Là ou se meurent les âmes
Là, où se meurent les âmes, Atropos regarde le fil d'or qu'elle va devoir couper. Une nouvelle vie qui s'arrête, un nouveau chemin sans issue. Elle retarde un peu le moment fatidique, celui qui détruira un peu plus son cœur. Un cœur déjà réduit en mille morceaux par des milliards de morts. Certains disent même qu'elle n'en a pas, de cœur, elle est seule à chercher encore au fond de son corps cet organe qui bat au ralenti.
Clotho, Lachelis et elle sont jumelles, mais elle parait des siècles plus vieille. Ses longs cheveux sont blancs et tressés dans son dos, ses mains sont fines et ridées, mais ses yeux brillent encore de cette petite flamme de vie qu'elle maintient allumée.
Atropos adore ses sœurs, mais après des siècles à vivre à leurs côtés, elle les connais assez pour savoir que cet amour n'est pas réciproque. Clotho qui crée les âmes, Lachelis qui tise leur destin et elle qui les détruit. Voilà le triste sort réservé aux déesses du destin.
Atropos, les yeux dans le vide, coupe le fil d'or placé devant elle. Voilà, c'est fait, et maintenant, c'est au tour de quelqu'un d'autre. Elle décide du destin des autres quand le sien est bloqué pour l'éternité. Qui a décidé de son destin à elle ?

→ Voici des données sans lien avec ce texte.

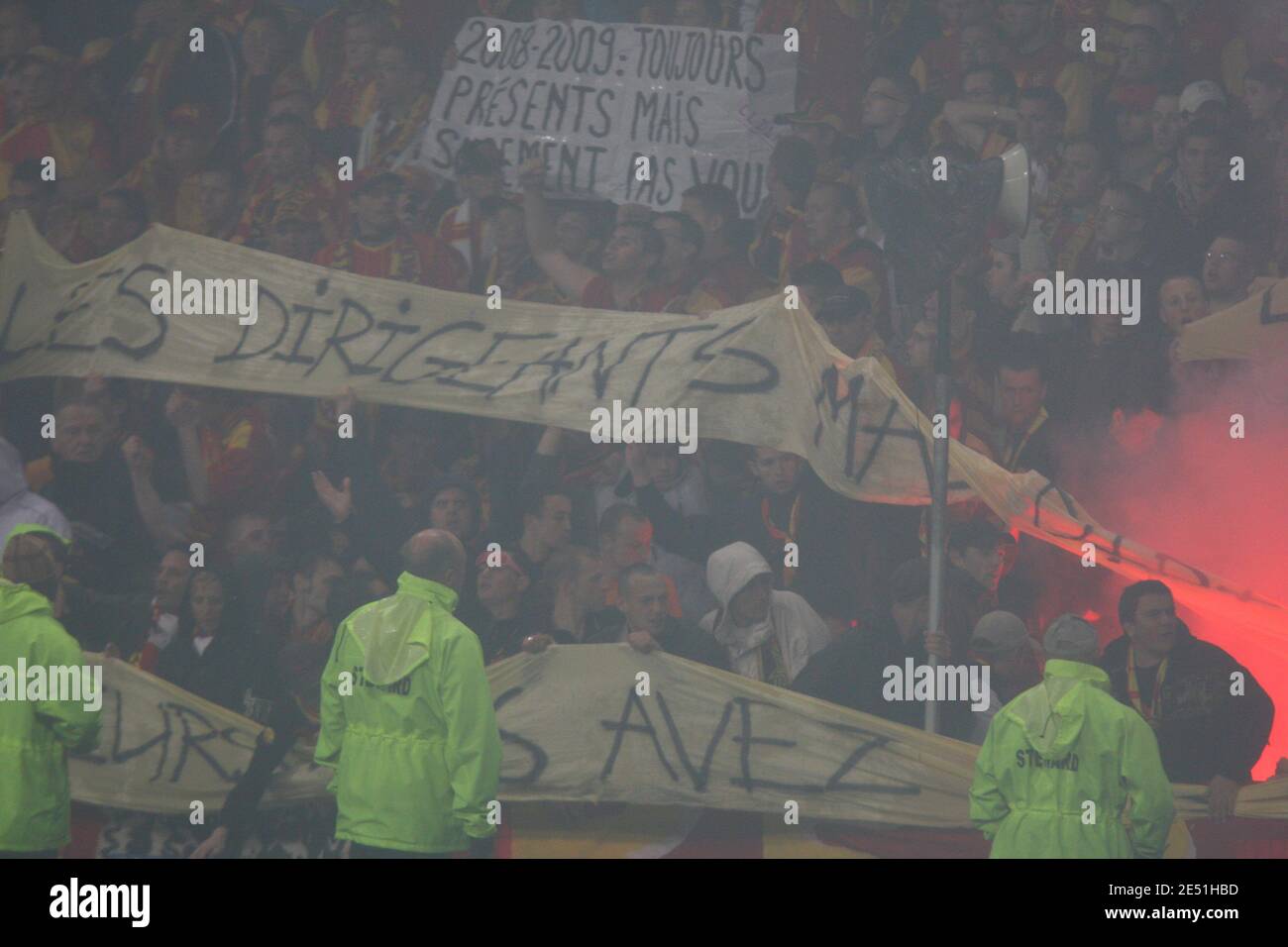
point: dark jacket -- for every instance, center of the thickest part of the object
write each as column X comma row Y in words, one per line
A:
column 846, row 549
column 965, row 603
column 1205, row 731
column 111, row 541
column 851, row 673
column 220, row 674
column 678, row 638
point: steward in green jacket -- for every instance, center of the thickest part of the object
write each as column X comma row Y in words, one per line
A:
column 406, row 715
column 37, row 729
column 1059, row 767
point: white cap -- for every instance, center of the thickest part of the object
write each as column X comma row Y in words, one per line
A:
column 1198, row 94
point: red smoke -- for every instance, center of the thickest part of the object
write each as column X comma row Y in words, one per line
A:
column 1218, row 502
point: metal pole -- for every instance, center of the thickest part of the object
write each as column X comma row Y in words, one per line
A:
column 939, row 482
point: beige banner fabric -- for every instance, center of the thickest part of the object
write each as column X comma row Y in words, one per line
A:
column 756, row 373
column 1253, row 330
column 161, row 749
column 580, row 723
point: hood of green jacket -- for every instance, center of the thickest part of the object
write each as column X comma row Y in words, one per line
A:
column 395, row 633
column 37, row 527
column 21, row 600
column 1054, row 722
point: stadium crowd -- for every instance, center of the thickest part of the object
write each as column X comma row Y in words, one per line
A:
column 1131, row 150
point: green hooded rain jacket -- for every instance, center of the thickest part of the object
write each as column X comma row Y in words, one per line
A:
column 410, row 728
column 37, row 735
column 1056, row 748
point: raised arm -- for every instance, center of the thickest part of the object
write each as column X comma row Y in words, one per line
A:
column 568, row 275
column 971, row 120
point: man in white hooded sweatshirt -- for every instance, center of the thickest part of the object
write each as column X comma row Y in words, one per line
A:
column 769, row 634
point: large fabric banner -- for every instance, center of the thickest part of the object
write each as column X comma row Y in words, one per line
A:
column 758, row 373
column 593, row 98
column 593, row 723
column 1256, row 329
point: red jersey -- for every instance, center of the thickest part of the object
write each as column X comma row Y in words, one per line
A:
column 313, row 197
column 599, row 295
column 406, row 257
column 859, row 262
column 733, row 279
column 76, row 144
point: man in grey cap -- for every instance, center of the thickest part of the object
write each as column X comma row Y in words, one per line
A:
column 1064, row 761
column 1001, row 641
column 1069, row 638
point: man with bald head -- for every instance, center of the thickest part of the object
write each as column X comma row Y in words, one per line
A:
column 406, row 715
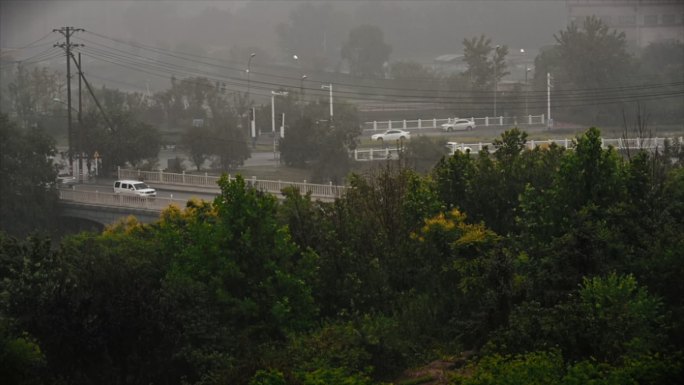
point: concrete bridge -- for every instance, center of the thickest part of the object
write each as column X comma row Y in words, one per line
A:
column 107, row 208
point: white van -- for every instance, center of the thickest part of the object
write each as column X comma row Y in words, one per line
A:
column 455, row 146
column 134, row 187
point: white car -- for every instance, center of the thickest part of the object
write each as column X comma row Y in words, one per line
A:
column 458, row 124
column 392, row 135
column 66, row 180
column 455, row 146
column 134, row 187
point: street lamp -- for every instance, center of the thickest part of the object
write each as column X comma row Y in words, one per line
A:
column 249, row 63
column 301, row 86
column 527, row 70
column 273, row 95
column 69, row 133
column 496, row 80
column 329, row 87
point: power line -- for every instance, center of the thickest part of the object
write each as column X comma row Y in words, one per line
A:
column 466, row 95
column 193, row 58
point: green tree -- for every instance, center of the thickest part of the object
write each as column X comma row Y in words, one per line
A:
column 607, row 318
column 122, row 140
column 237, row 282
column 229, row 144
column 366, row 52
column 589, row 60
column 410, row 70
column 311, row 32
column 483, row 71
column 198, row 142
column 322, row 145
column 94, row 306
column 423, row 153
column 27, row 177
column 32, row 94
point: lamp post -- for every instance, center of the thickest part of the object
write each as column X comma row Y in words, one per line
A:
column 70, row 134
column 329, row 87
column 527, row 70
column 249, row 63
column 273, row 95
column 301, row 86
column 496, row 80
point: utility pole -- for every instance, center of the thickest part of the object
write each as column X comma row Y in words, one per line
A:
column 80, row 122
column 549, row 122
column 67, row 32
column 496, row 80
column 329, row 87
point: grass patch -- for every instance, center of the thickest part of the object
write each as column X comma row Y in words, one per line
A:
column 417, row 381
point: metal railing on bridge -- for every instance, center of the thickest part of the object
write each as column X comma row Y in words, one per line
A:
column 318, row 191
column 419, row 124
column 118, row 200
column 370, row 154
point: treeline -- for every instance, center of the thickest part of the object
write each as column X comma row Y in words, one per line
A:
column 546, row 266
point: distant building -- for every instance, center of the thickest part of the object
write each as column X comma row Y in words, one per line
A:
column 642, row 21
column 450, row 63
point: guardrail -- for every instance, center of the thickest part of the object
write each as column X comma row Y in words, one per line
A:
column 370, row 154
column 419, row 124
column 118, row 200
column 321, row 191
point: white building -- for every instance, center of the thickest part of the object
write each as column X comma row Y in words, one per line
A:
column 642, row 21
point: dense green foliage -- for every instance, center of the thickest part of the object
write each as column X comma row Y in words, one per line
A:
column 550, row 266
column 27, row 179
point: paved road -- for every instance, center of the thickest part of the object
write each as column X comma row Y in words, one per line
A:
column 105, row 185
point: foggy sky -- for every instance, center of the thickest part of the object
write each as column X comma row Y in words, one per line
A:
column 413, row 28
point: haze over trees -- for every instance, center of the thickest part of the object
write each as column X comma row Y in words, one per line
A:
column 552, row 264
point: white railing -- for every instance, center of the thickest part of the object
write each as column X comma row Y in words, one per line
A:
column 434, row 123
column 322, row 191
column 118, row 200
column 369, row 154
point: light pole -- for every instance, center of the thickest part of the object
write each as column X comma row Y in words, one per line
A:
column 496, row 80
column 301, row 86
column 527, row 70
column 249, row 63
column 70, row 150
column 273, row 95
column 329, row 87
column 250, row 128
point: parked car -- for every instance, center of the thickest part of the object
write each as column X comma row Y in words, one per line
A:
column 134, row 187
column 391, row 135
column 459, row 124
column 455, row 146
column 66, row 180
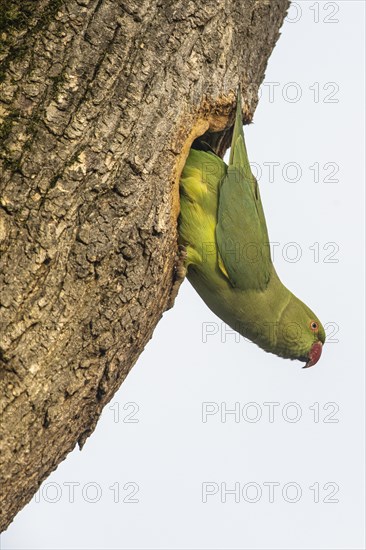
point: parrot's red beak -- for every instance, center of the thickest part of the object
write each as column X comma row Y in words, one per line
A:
column 314, row 354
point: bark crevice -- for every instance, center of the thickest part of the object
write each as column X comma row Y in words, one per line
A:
column 100, row 102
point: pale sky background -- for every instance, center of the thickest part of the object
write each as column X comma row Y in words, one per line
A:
column 154, row 474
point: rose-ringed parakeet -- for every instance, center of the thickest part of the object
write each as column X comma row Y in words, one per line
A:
column 223, row 234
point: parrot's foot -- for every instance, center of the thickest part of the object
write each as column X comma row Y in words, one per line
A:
column 180, row 271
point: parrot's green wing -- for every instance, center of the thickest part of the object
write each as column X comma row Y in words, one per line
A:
column 241, row 231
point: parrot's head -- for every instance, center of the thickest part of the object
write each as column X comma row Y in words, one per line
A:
column 300, row 334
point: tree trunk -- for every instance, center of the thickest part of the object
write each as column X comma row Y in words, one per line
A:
column 100, row 101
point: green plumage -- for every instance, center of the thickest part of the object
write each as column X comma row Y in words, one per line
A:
column 223, row 228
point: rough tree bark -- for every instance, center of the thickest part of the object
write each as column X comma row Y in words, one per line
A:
column 100, row 101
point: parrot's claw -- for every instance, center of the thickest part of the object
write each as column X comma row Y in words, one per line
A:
column 180, row 271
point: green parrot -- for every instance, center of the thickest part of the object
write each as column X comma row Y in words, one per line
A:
column 226, row 254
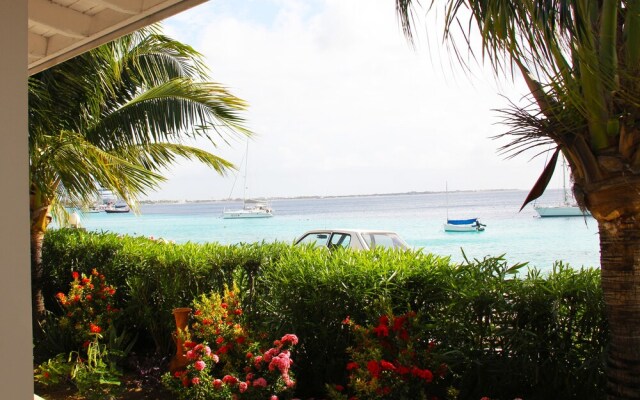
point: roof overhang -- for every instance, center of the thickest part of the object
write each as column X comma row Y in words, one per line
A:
column 62, row 29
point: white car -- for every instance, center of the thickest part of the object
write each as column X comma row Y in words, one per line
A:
column 357, row 239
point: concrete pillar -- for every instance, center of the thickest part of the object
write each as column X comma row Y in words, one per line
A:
column 16, row 367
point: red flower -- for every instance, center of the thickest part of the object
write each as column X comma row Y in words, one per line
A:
column 374, row 368
column 387, row 365
column 230, row 380
column 381, row 330
column 402, row 370
column 398, row 322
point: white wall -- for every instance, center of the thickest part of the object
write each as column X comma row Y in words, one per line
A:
column 16, row 360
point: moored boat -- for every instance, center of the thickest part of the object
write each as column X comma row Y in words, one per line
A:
column 251, row 209
column 464, row 225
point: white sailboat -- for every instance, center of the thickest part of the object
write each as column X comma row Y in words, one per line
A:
column 566, row 208
column 250, row 208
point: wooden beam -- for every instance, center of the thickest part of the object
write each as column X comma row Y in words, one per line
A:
column 122, row 6
column 109, row 32
column 37, row 45
column 59, row 19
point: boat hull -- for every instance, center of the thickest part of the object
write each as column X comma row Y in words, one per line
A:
column 561, row 211
column 239, row 214
column 116, row 210
column 463, row 228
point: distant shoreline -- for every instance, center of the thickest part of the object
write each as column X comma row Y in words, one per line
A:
column 322, row 197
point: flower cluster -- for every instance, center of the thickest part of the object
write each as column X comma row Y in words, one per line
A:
column 88, row 306
column 392, row 360
column 88, row 313
column 225, row 362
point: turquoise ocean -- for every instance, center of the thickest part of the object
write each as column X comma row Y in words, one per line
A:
column 417, row 217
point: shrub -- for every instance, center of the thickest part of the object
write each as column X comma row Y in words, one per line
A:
column 234, row 367
column 88, row 315
column 392, row 360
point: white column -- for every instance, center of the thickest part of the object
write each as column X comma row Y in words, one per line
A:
column 16, row 367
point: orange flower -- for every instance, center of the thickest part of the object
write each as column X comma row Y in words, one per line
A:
column 94, row 328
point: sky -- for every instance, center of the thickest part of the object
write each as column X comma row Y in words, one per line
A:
column 341, row 104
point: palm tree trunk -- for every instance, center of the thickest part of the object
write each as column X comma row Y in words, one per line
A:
column 39, row 221
column 37, row 272
column 620, row 269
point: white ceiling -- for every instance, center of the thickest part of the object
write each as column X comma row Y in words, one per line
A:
column 61, row 29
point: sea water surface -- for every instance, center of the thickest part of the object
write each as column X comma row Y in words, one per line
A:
column 418, row 218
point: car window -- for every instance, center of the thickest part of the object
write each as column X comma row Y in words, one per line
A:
column 316, row 239
column 383, row 240
column 340, row 240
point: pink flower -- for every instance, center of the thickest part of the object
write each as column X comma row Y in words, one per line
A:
column 289, row 338
column 230, row 380
column 260, row 382
column 387, row 365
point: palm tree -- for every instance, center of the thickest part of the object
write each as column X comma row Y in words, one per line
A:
column 581, row 62
column 116, row 117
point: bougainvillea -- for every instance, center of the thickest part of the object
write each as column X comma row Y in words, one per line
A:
column 225, row 361
column 88, row 307
column 392, row 360
column 88, row 314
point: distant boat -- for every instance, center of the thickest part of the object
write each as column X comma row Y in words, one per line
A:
column 461, row 225
column 464, row 225
column 250, row 208
column 564, row 209
column 119, row 210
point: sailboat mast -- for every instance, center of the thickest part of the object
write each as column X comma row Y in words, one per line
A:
column 246, row 163
column 564, row 180
column 446, row 193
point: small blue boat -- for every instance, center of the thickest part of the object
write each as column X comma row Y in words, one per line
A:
column 464, row 225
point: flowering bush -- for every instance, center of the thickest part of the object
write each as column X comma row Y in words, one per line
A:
column 392, row 360
column 88, row 315
column 88, row 307
column 225, row 361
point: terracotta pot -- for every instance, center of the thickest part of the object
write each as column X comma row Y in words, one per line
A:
column 179, row 361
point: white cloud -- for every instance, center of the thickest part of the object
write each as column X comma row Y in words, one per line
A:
column 342, row 105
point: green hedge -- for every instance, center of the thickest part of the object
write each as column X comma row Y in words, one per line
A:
column 504, row 335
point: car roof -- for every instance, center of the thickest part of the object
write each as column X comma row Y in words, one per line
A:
column 348, row 231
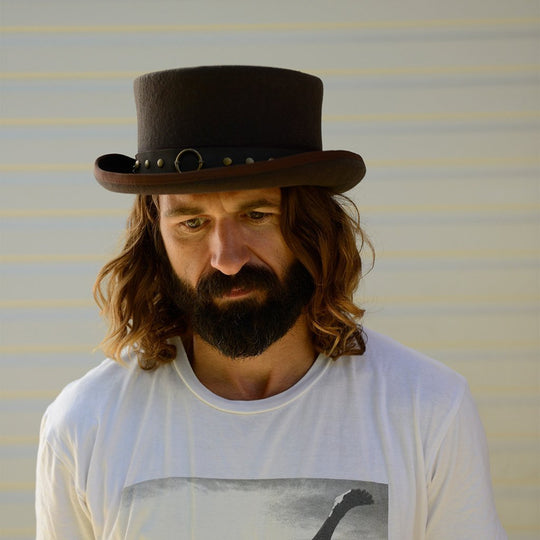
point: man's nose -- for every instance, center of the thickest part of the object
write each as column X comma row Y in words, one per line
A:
column 229, row 249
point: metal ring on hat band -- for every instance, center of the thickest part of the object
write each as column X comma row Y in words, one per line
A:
column 182, row 161
column 186, row 150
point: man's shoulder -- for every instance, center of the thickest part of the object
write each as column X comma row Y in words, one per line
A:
column 401, row 368
column 81, row 401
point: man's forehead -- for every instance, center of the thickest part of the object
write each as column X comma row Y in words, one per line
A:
column 193, row 203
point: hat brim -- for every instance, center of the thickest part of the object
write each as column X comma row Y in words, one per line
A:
column 337, row 170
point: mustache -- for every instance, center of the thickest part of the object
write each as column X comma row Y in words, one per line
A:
column 218, row 284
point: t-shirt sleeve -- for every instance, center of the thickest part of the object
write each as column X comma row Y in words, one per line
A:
column 61, row 512
column 460, row 495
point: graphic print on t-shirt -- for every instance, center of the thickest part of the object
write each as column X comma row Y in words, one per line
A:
column 288, row 509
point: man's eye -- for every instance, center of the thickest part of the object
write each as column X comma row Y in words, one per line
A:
column 256, row 216
column 193, row 223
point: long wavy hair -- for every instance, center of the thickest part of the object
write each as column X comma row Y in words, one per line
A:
column 321, row 229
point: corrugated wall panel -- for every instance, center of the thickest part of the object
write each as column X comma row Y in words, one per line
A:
column 440, row 98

Autrefois, elle est tombée amoureuse. Daphnée était une jeune fille pleine de vie, qui vivait au nord d'Athènes. Et puis il avait fallu qu'elle s'approche un peu trop près de la mer et le fil avait été coupé. Atropos n'avait pas pleuré ce jour-là. Comme elle n'avait jamais pleuré devant la mort. La mort, c'est pour les mortels, pas pour les dieux.
Elle savait que sa bien-aimée rejoindrait les âmes aux côtés des arbres de l'Olympe. Elle voyait son visage lorsqu'elle regardait les étoiles et entendait son rire dans le vent. Mais Atropos était celle qui détruit les âmes, elle ne pouvait s'attacher à personne.
- Attachez-vous, ô vivants, aux choses dont le cœur bat encore.